3. after finding the right encoding you could then confirm to extract with the chosen encoding and the filenames would be converted to utf-8

Of course code for the conversion of the filename would still need to be written (as far as I am aware Apple do not provide off the shelf conversion in Objective-C) and I don't know how big a job that might be.

Re: Feature request: encoding detection

Posted: Sat May 25, 2013 5:36 pm
by ltn
Hi Lotusbrod,

Thanks for replying.

As far as I know, it is impossible to detect the encoding of a string with 100% accuracy. But actually we know a lot of apps such as TextMate who can "guess" the encoding of text with a rather high accuracy, and if the guess fails, it will ask the user to choose the encoding with a preview window to show the result of decoding. I don't really know how do they do it, and I don't think it's a trivial task.
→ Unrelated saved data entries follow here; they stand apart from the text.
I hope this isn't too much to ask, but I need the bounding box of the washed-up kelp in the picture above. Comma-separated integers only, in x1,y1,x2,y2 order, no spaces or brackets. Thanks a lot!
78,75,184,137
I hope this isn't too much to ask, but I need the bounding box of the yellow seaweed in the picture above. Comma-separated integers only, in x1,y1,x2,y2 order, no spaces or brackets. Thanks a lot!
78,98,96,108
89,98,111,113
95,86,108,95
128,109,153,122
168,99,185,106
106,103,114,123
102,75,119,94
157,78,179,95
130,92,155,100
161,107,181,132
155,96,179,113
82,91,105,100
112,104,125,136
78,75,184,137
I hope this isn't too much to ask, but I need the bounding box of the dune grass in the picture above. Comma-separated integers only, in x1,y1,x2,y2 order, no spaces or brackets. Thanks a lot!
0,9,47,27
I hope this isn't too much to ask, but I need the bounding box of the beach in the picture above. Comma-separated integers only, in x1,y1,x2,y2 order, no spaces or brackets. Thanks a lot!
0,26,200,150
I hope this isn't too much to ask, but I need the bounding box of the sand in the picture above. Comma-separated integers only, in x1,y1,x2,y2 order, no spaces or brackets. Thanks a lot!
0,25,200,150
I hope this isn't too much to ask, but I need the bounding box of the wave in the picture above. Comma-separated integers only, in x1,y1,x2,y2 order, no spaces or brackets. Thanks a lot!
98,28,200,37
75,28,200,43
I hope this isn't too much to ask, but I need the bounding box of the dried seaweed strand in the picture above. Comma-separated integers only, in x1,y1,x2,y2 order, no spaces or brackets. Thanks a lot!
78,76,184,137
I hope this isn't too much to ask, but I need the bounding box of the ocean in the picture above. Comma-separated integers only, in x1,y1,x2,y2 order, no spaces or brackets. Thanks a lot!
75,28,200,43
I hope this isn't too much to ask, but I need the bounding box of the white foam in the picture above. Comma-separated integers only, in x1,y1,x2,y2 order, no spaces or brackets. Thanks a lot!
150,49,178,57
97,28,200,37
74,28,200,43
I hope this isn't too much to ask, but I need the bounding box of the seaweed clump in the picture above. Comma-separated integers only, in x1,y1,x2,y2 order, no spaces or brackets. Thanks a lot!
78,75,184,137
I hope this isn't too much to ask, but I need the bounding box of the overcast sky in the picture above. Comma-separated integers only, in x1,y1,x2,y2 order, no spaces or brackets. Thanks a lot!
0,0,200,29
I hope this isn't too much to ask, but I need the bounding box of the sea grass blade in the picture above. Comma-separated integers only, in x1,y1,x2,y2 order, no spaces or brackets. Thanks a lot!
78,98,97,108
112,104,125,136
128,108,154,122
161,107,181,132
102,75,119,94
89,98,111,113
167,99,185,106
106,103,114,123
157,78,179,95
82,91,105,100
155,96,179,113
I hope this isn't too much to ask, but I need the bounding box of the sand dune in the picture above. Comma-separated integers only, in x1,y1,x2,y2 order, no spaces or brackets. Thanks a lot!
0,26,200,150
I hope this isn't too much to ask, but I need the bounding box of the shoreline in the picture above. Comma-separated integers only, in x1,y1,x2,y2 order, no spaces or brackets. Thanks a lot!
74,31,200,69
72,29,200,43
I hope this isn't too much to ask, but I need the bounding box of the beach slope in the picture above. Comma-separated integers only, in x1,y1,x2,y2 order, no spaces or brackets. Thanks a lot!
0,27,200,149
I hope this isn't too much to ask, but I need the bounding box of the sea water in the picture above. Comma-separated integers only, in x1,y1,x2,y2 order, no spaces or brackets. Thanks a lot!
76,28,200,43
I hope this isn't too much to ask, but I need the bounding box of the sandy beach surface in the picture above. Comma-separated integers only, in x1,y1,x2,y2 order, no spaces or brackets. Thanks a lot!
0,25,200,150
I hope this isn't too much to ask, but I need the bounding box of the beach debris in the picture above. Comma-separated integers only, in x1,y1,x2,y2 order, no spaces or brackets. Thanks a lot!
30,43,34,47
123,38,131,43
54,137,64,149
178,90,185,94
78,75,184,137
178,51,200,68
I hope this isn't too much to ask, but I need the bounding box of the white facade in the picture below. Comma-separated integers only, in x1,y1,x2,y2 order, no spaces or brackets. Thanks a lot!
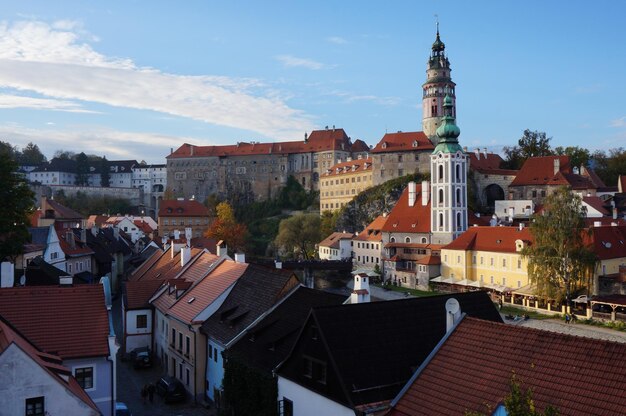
0,345,99,416
123,307,153,354
277,376,354,416
29,170,76,185
352,240,383,270
113,217,145,243
153,309,170,369
43,225,67,272
430,151,468,245
318,238,353,260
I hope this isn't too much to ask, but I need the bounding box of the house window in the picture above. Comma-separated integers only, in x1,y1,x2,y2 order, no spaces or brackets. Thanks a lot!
502,259,507,268
178,333,183,351
68,263,72,273
25,397,44,416
283,398,294,416
171,328,176,346
186,368,190,386
179,362,183,379
136,314,147,329
502,277,507,286
304,358,313,378
518,259,522,269
490,258,494,266
208,344,213,359
214,347,218,362
75,367,94,389
185,336,190,356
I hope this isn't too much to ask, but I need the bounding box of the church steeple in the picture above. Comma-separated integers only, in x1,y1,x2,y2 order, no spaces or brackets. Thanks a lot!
422,25,456,143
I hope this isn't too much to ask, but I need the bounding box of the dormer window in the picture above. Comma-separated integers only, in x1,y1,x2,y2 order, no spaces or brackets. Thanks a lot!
412,140,418,148
382,142,387,149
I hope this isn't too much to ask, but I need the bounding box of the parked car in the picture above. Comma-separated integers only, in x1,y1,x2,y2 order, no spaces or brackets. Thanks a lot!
156,375,186,403
572,295,591,304
115,402,132,416
130,346,152,369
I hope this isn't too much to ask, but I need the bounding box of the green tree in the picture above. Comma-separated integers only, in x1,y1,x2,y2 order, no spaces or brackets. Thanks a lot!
0,147,34,262
53,149,76,160
100,156,110,187
591,148,626,187
553,146,590,169
274,214,321,260
502,130,553,170
522,187,596,303
19,142,47,165
74,152,90,186
0,141,21,163
320,209,341,237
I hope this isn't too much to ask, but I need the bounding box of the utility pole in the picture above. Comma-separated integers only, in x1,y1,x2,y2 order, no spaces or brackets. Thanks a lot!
564,253,571,314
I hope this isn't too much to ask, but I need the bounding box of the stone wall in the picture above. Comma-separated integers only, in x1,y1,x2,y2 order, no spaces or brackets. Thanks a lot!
31,184,143,206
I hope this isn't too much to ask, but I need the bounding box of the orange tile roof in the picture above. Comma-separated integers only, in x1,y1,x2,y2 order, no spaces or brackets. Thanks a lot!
55,225,94,257
381,184,431,233
443,226,533,253
351,139,371,153
390,317,626,416
354,215,388,242
323,157,372,177
125,279,165,310
589,225,626,260
319,232,355,249
129,249,162,280
168,260,247,324
583,196,610,215
158,199,210,217
371,131,433,154
167,128,352,159
0,285,110,359
0,317,100,412
509,155,603,190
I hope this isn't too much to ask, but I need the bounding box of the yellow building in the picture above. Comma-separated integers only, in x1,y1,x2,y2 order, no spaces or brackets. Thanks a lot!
320,157,373,212
434,226,533,292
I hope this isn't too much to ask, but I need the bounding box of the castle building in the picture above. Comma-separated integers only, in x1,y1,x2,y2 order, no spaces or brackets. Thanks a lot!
319,157,373,212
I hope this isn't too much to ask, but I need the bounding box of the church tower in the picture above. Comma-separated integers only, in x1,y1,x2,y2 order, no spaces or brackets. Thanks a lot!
430,95,467,245
422,25,456,143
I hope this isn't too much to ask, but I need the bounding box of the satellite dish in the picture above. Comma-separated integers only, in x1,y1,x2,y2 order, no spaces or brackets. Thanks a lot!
445,298,460,315
19,275,26,286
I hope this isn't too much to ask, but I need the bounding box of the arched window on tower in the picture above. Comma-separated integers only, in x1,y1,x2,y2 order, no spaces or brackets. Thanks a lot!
439,213,444,230
438,165,444,181
438,189,444,206
455,164,461,182
456,212,462,231
456,188,461,206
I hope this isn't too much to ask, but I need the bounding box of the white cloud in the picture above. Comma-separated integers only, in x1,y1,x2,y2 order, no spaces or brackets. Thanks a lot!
325,90,401,106
326,36,348,45
610,116,626,128
0,93,98,113
276,55,329,70
0,20,314,139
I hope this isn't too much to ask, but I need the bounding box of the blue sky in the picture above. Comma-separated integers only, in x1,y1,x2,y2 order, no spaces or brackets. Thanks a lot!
0,1,624,164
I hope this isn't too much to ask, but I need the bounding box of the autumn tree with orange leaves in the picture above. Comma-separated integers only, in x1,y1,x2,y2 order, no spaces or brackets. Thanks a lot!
204,202,248,253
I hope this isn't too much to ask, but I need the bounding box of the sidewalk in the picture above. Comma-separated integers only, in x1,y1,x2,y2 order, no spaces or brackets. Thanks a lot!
346,280,416,301
505,315,626,344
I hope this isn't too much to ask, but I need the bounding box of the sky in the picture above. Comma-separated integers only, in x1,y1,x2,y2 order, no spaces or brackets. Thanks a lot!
0,0,625,164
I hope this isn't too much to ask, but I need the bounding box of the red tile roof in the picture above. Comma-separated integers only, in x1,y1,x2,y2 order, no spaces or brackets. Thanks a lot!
41,198,83,220
381,184,431,233
168,259,247,324
510,156,605,190
133,219,155,233
0,285,110,359
351,139,371,153
167,128,352,159
322,157,372,177
125,279,165,310
354,215,388,242
583,196,610,216
371,132,433,154
443,226,533,253
55,225,94,257
129,249,162,280
0,317,100,412
158,199,210,217
589,225,626,260
319,232,355,249
390,317,626,416
468,152,518,175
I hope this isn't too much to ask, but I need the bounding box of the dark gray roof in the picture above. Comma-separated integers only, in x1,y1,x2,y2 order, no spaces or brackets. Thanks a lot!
276,291,502,409
29,227,50,245
32,158,76,173
200,265,300,345
227,287,346,372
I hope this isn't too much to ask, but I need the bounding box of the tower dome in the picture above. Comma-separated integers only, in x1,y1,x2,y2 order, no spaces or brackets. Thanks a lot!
433,95,462,154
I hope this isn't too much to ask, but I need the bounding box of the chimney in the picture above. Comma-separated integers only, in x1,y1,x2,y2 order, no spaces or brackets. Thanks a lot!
275,260,282,269
519,223,525,231
80,228,87,243
216,240,227,257
421,180,430,206
91,225,98,237
613,207,618,220
483,148,488,158
474,148,480,160
173,229,181,240
0,262,15,288
593,221,601,227
408,182,416,207
580,165,586,175
554,158,560,175
350,274,371,304
66,231,75,249
190,145,194,156
445,298,461,333
185,227,192,246
234,252,246,264
180,246,192,267
170,147,173,155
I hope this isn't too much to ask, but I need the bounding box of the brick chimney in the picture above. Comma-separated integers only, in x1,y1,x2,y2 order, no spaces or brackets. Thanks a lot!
408,182,416,207
553,158,560,175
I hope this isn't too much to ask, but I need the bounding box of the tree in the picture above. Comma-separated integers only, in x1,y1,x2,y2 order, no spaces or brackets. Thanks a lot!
320,210,341,238
466,373,559,416
553,146,590,169
502,130,553,170
53,150,76,160
74,152,90,186
0,147,34,262
204,202,248,253
19,142,47,165
274,214,321,260
100,156,110,187
522,187,596,303
0,141,21,163
591,148,626,187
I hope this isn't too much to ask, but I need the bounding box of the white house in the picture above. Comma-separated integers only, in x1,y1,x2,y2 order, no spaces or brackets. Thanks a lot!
318,232,354,260
352,215,387,273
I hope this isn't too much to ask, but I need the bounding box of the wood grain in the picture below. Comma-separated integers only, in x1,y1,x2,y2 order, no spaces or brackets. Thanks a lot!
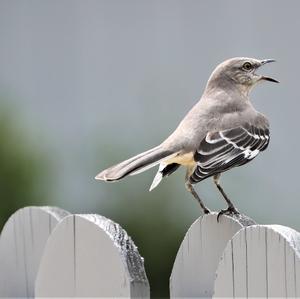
35,214,150,298
170,212,255,298
213,225,300,298
0,206,69,297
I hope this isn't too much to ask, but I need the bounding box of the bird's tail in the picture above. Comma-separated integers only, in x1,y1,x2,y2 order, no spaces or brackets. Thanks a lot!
95,145,176,182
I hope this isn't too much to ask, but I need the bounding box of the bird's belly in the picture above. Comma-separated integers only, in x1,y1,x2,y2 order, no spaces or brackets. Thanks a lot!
165,152,196,166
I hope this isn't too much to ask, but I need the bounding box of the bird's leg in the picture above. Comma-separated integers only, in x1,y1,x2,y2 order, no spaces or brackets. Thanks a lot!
213,174,239,220
185,174,210,214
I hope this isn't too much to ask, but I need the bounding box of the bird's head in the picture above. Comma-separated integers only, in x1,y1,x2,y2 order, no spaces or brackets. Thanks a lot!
207,57,279,96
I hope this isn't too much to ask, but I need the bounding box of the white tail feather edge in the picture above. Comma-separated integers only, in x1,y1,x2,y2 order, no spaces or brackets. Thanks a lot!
149,163,167,191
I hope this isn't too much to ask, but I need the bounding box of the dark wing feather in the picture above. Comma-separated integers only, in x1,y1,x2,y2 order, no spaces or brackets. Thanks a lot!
189,124,270,183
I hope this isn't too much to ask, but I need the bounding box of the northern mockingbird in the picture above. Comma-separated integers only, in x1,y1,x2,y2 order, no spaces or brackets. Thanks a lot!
96,57,278,218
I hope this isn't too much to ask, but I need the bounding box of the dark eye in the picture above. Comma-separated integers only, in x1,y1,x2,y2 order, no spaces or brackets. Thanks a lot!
242,62,253,71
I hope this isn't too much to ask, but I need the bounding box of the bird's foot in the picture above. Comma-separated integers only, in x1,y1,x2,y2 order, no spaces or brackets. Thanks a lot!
203,208,211,215
217,205,239,222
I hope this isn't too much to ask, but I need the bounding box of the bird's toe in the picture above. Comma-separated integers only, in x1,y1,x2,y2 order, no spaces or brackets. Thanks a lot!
217,206,239,222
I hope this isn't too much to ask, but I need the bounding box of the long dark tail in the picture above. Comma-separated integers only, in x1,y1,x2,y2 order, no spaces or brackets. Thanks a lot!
95,145,176,182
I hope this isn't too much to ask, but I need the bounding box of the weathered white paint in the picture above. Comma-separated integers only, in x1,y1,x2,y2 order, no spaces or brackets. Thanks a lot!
0,206,69,298
35,214,150,298
213,225,300,298
1,206,298,298
170,213,255,298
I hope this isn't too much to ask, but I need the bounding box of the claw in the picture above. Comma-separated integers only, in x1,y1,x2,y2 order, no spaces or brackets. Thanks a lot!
217,206,239,222
204,208,211,214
But probably there's a library to do this?

Your solution is a very good idea if encoding "guessing" is too hard to implement. Thank you very much.

Re: Feature request: encoding detection

Posted: Mon May 27, 2013 9:35 am
by aone
I'll have to see if p7zip supports any encoding flag first. If not, this will have to wait to a binary free Keka build.

Re: Feature request: encoding detection

Posted: Tue Jun 04, 2013 2:57 pm
by ltn
Hi, if p7zip doesn't support encoding, you can simply use a shell script to convert the file names after unzipping.

Thanks aone, great work!

Re: Feature request: encoding detection

Posted: Tue Feb 25, 2014 11:09 am
by SergeyGomanyuk
Keka is the very good archiver but it can be the best one if filenames encoding would be supported for zip archives. I'd like to up this topic and describe my situation:
I often deal with zip archives created on Windows and create zip archives for guys who use Windows. All goes fine till latin letters are used for filenames. Once national letters, i.e. cyrillic, are met in archive the troubles come - filenames of extracted files are unreadable. So currently I use "The Unarchiver" for extracting zip archives, because it is possible to choose filenames encoding in its zip setting. For creating zip archives I use CleanArchiver that again has possibility to setup filenames encoding in zip archive. So if such settings would be available in Keka, Keka will be the solid and to my mind the best archiver solution for Mac for that even do not mind paying money.